Well, it's not perfect, but you could do a lot worse than use JavaScript. Lots of R&D at companies and organisations like Google, Microsoft, Mozilla and Intel is going into JavaScript (likely billions), and as far as I'm concerned that development is resulting in a pretty useful (and increasingly performant) language for doing what people use it for: web platform applications.
Calm down man, nobody's breaking anything. Everyone is entitled to his/her opinion. You can express your thinking on the matter by up/down voting. Relax :)
Heh - maybe you're right, and I wish the world were as you describe. :-)

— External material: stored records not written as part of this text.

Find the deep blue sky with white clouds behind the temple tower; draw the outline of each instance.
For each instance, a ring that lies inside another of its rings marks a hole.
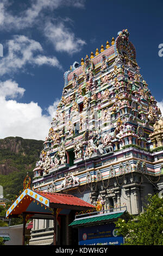
[[[0,138],[45,139],[74,61],[122,29],[162,109],[163,1],[1,0]]]

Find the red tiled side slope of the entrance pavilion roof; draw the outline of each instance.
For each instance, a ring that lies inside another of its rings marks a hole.
[[[92,204],[85,202],[84,200],[72,196],[71,194],[60,194],[60,193],[49,193],[43,191],[37,191],[41,196],[49,199],[50,204],[65,204],[65,205],[75,205],[75,206],[83,206],[87,208],[94,208]]]

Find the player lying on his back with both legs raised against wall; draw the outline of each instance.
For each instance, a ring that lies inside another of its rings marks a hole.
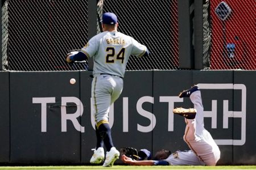
[[[168,150],[156,152],[154,160],[137,161],[122,155],[124,163],[131,165],[216,165],[220,159],[220,149],[210,133],[204,128],[203,104],[199,86],[185,90],[179,97],[190,97],[194,108],[174,109],[175,114],[185,117],[184,141],[191,150],[176,151],[171,154]]]

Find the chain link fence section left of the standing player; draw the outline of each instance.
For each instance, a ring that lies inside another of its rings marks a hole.
[[[3,67],[16,71],[86,69],[65,55],[88,41],[84,0],[7,0],[2,8]]]

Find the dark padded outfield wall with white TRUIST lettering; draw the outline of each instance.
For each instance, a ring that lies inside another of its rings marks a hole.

There is however a deeper underlying issue; decorum is important and communities that exhibit genuine 'niceness' are nice. Communities that allow, or worse, overlook dark behaviour degenerate.
Flagging and down voting is one part of the solution, but when the nastiness reaches a level that the nice people start to disengage and go elsewhere, it's clear to me that we need another element of control. Perhaps algorithmically detecting repeat offenders? Perhaps more granularity with down votes?
There's are differences between a down vote because one disagrees with the author, and a down vote because one believes the author is ill-informed and spreading misinformation, and a down vote because the author is being downright juvenile.
A number of hits on the third case against a given author on multiple comments could conceivably constitute an automatic warning and / or banning system.
I don't want people to be unable to express their views, but when the mean-spirited people who contribute nothing but nonsense start to represent a large percentage of a community, it's reasonable to see if anything can be done.
> There's are differences between a down vote because one disagrees with the author, and a down vote because one believes the author is ill-informed and spreading misinformation, and a down vote because the author is being downright juvenile.
The difference is that the first two should not be voted down. If you vote down, you should not comment. If you comment, it means at the very least the comment added to the conversation, unless your comment is also not worth posting and you should be voted down as well.
It's fairly simple: does the comment bring value to the conversation? If it does so directly, vote up. If only indirectly, than don't. If it does not, vote down.
Whether you disagree or not is irrelevant. And someone being ill-informed should be corrected. At the very least, by writing an incorrect comment, they are presenting an opportunity to be corrected.
> I don't want people to be unable to express their views, but when the mean-spirited people who contribute nothing but nonsense start to represent a large percentage of a community, it's reasonable to see if anything can be done.
Things can already be done. Vote down and don't reply. That is the best way. Vote down and ignore.
Perhaps the should split the upvote/downvote buttons into those 3 categories? I know the downvoting because of disagreement is a really really annoying state of affairs, particularly when they don't tell you WHY they disagree but instead just downvote you.
I would down vote much more often if it weren't so ambiguous. If I had more options. Sometimes I want to down vote just 0.1, just to say Walter, you're not wrong: you're just an asshole.
I also think pointed, honest replies like yours above go a long way. The best way to get people to assume good faith is to show it. (Reyk's Second Law)
The thread pool in node is only used for a limited number of APIs. Pretty much all networking uses native async IO and is unaffected by the size of the thread pool. Things like Oracle's driver are rare exceptions: the typical MySQL/PostgreSQL/redis etc drivers all use native async IO and are unaffected by this.
The author only glosses over this briefly. As a result this article leaves the impression that the problem described is the norm, which is not the case.